As a journalist, I write. I write a lot. In fairness, I’ve wanted to be a writer my entire life, so it only makes sense that I do a lot of it.
The problem with writing a lot, however, is that you inevitably need a dependable note taker to write a lot.
Over the years, they’ve come and gone.
It’s been Notepad and Text Editor, reliable classics that typically only work on the device you use them. I tried OneNote back in the day, but it wasn’t for me, and a variety of editors designed to keep you focused by minimising the experience, but they hardly seemed built for proper editing.
It was Evernote, until it started to get expensive, and I questioned what I was paying for.
Then it was Simplenote, an Automattic app with note syncing that started to ask for payment and get equally buggy.
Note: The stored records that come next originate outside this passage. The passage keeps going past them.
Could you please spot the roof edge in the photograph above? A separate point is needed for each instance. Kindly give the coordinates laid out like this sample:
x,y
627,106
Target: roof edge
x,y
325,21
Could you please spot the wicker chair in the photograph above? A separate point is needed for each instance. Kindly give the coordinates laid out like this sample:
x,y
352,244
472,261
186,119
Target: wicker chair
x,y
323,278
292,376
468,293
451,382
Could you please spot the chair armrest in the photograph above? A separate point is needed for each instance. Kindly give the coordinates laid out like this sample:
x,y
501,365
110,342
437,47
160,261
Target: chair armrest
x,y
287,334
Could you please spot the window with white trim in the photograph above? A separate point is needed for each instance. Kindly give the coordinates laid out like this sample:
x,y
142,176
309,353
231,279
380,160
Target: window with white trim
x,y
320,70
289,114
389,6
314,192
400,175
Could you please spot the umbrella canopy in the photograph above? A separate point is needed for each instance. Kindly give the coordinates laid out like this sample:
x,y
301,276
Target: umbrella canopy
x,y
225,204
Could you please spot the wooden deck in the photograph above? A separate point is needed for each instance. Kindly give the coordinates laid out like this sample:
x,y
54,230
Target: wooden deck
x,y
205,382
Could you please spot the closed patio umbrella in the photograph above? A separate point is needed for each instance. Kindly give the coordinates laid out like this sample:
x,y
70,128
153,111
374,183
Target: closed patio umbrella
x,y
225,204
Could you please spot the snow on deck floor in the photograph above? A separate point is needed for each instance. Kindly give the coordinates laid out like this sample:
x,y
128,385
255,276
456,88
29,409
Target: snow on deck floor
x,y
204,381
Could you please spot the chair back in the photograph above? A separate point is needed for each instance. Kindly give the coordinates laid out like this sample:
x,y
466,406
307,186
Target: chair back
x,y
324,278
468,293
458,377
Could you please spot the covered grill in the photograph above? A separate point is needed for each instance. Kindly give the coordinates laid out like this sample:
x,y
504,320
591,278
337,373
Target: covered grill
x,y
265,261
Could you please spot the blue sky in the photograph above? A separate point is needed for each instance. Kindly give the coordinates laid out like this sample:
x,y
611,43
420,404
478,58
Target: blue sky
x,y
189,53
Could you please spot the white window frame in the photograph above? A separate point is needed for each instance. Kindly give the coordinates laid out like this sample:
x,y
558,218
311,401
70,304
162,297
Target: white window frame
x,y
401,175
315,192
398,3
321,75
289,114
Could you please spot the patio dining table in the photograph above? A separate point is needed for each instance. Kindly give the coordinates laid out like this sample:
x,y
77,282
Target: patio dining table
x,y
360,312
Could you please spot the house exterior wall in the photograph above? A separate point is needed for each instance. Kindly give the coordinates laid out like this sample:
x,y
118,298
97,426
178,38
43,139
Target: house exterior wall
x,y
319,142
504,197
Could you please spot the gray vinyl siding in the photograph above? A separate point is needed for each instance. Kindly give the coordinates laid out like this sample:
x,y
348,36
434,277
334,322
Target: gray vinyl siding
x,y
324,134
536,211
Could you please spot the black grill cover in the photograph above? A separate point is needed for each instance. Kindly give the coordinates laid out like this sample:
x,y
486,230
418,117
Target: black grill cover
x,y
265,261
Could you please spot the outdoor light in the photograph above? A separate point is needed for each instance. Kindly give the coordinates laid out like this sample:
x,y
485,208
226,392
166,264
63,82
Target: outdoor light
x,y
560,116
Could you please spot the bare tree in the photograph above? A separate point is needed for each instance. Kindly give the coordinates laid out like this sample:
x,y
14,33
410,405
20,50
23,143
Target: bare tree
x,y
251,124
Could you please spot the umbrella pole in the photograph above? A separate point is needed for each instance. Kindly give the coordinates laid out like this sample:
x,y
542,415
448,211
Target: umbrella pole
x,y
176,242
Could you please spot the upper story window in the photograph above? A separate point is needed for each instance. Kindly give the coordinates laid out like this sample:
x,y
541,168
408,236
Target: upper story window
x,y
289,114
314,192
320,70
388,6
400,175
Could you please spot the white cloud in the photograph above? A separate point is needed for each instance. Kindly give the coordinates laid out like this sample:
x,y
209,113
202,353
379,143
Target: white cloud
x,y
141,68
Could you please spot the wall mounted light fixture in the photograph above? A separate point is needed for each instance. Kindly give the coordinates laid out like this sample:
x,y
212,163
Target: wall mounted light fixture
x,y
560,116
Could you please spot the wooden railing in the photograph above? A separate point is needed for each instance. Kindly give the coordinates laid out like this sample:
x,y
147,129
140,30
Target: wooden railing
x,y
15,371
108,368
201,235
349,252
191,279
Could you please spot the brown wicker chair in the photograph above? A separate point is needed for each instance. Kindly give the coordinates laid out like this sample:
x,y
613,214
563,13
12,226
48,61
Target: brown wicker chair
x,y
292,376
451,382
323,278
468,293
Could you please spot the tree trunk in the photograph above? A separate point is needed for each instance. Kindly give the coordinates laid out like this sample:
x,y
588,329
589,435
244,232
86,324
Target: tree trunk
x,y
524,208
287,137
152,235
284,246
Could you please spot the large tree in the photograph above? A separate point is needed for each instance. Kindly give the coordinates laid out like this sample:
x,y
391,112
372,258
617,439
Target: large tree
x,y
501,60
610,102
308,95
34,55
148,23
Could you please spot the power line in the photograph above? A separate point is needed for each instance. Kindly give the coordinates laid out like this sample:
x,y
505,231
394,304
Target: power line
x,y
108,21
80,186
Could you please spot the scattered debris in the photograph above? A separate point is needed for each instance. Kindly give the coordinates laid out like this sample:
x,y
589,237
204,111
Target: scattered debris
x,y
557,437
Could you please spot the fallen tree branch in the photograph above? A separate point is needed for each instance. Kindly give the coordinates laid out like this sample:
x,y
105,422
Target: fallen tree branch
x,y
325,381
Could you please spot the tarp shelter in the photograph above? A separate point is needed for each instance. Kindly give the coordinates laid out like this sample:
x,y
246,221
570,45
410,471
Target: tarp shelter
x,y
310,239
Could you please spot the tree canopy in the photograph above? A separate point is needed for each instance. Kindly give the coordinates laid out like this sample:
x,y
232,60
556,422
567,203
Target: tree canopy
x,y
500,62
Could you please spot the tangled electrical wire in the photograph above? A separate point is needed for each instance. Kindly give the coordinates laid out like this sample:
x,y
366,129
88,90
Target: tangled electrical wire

That’s a problem for someone who writes a lot, because the notes become difficult to trust.
And finally, it became Standard Notes, a great little Simplenote replacement that was really good, but lacked what I really wanted: a way to speed up my work.
As a journalist, I needed a way to work more quickly as I wrote. I simply wanted to write and file.
Write a story, file it and move on. Write and file.
But to do that, I needed to log into my CMS of choice, copy the story after it was written, assign categories and tags, as well as an image, and then file. I had already made efforts to make the CMS itself faster, and to speed up how the page rendered, but I still needed to do things. Work in a separate window, prep the copy, and so on.